Johnson moves motion for early election after heavy defeat

Boris Johnson has moved a motion under the Fixed-Term Parliaments Act for a snap election, which the government has said would take place on October 15th. MPs are set to vote on it tomorrow, after considering the Benn Bill opposing no deal.

Labour has confirmed that it will support a motion for an early election as soon as the legislation preventing no deal on October 31st and extending Article 50 becomes law, which the party expects to be by Friday night.

But a number of Labour MPs have told LabourList that they are concerned about the party leadership not planning to wait for Johnson to request the Article 50 extension. They do not trust that the Prime Minister will necessarily abide by the Benn Bill, although he assured the Commons that he would do so this afternoon.

“The leader of the opposition has been begging for an election for two years. He has crowds of supporters outsider calling for an election,” the Prime Minister told the chamber following his heavy defeat at the hands of anti-no deal MPs tonight.

“I don’t want an election but if MPs vote tomorrow to stop negotiations and to compel another pointless delay to Brexit, potentially for years, then that would be the only way to resolve this and I can confirm that we are tonight tabling a motion under the Fixed-Term Parliaments Act.”

In response to the vote result and Johnson’s statement, Jeremy Corbyn said: “I welcome tonight’s vote. We live in a parliamentary democracy; we do not have a presidency, but a Prime Minister.

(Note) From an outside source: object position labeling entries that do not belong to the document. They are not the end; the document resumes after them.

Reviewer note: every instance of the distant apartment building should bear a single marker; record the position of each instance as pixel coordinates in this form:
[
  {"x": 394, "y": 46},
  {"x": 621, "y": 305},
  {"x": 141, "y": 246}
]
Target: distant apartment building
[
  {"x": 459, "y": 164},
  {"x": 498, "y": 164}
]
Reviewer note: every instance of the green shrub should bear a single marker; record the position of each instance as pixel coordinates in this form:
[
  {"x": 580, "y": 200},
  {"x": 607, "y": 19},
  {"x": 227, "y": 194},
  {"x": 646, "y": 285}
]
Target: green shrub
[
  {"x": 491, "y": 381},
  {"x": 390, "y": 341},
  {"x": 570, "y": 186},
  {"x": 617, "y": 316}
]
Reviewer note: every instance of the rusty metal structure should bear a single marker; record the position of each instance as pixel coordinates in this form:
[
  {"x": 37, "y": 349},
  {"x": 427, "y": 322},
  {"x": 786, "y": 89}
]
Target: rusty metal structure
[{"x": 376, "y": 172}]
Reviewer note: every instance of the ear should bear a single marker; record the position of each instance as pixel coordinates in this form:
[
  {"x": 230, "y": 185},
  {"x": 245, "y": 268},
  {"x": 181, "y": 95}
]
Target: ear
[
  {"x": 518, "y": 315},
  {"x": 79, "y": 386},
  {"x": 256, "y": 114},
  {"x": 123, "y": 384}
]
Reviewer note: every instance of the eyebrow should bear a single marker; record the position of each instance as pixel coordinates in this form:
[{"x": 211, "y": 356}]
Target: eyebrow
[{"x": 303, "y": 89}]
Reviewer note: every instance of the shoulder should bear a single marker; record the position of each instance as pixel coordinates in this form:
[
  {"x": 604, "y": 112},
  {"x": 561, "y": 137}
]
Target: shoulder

Prime Ministers govern with the consent of the House of Commons, representing the people in whom the sovereignty rests.

“There is no consent in this House to leave the European Union without a deal. There is no majority for no deal in the country. As I’ve said before, if the Prime Minister has confidence in his Brexit policy, when he has one he can put forward, he should put it before the people in a public vote.

“And so, he wants to table a motion for a general election: fine – get the bill through first in order to take no deal off the table.”